Atherosclerosis is a serious condition where plaque made of cholesterol and fat builds up in and around the artery walls. “We usually think of HDL, or high-density lipoprotein, cholesterol as somewhat protective for our hearts and blood vessels because it absorbs cholesterol and carries it back to the liver,” says Kate Kirley, MD. “We tend to think of LDL cholesterol, or low-density lipoprotein, as the main type of cholesterol that we focus on as a potentially harmful cholesterol for our hearts because it collects in the walls of your blood vessels.” Here are five signs your arteries are unhealthy, according to experts. Read on—and to ensure your health and the health of others, don’t miss these Sure Signs You’ve Already Had COVID.

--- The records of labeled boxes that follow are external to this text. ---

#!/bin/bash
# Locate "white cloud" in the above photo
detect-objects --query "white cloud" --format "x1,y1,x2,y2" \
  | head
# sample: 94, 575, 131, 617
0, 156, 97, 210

Indigestion could be a sign of blocked arteries. “Indigestion, or the feeling of a burning sensation in the chest, can often be mistaken as a symptom of acid reflux or a digestive problem,” says cardiothoracic surgeon Stephen L. Noble, MD. “However, this sensation can often be a sign of heart disease or a heart attack in women. Heartburn often occurs after a meal and can be relieved by antacids. If the feeling persists after taking antacid medications, this may be symptomatic of a heart attack, especially in women. One theory for such pain is related to inadequate blood flow due to atherosclerosis, which makes the heart work extra hard while eating.”
Chest pain is a common sign of high cholesterol, doctors warn. “Artery blockages are not created equal. Treatment of an artery that is 97% blocked is much easier than treating one that has been 100% blocked for a long time,” says Dharam Kumbhani, MD. “The symptoms – chest pain, tightness and shortness of breath – can be similar, though. Sometimes, when arteries become completely blocked, a new blood supply develops around the blockage. This new blood supply, called collaterals, won’t deliver as much blood to your heart. This can lead to those same symptoms of chest pain and shortness of breath.”
People with blocked arteries often experience intense fatigue. “People can experience fatigue because of heart failure induced by clogged arteries,” says Dr. Noble. “Along with labored breathing, this is yet another major symptom of heart disease in women. If the heart is unable to get enough oxygen to perform its function, the heart will begin to work harder. This added workload of the heart can lead to excessive tiredness.”
“High cholesterol and high blood pressure tend to run together,” says Dr. Kirley. “One doesn’t necessarily cause the other, but it’s very common to see both in an individual. And certainly, both of them contribute to raising somebody’s risk for heart attack and stroke. The interventions to help—things like more physical activity and nutrition—can impact both your blood pressure and your cholesterol.”
ED could be a sign of blocked arteries, doctors say. “Erectile dysfunction is often a symptom of coronary artery disease in men,” says Dr. Noble. “Just as the process of atherosclerosis has been previously discussed to occur in the small arteries that feed the heart, this process can occur in the small arteries of the penis. Normal erectile function is supported by healthy blood flow into and out of the penis. When the flow of blood into the penis is compromised, this leads to erectile dysfunction.”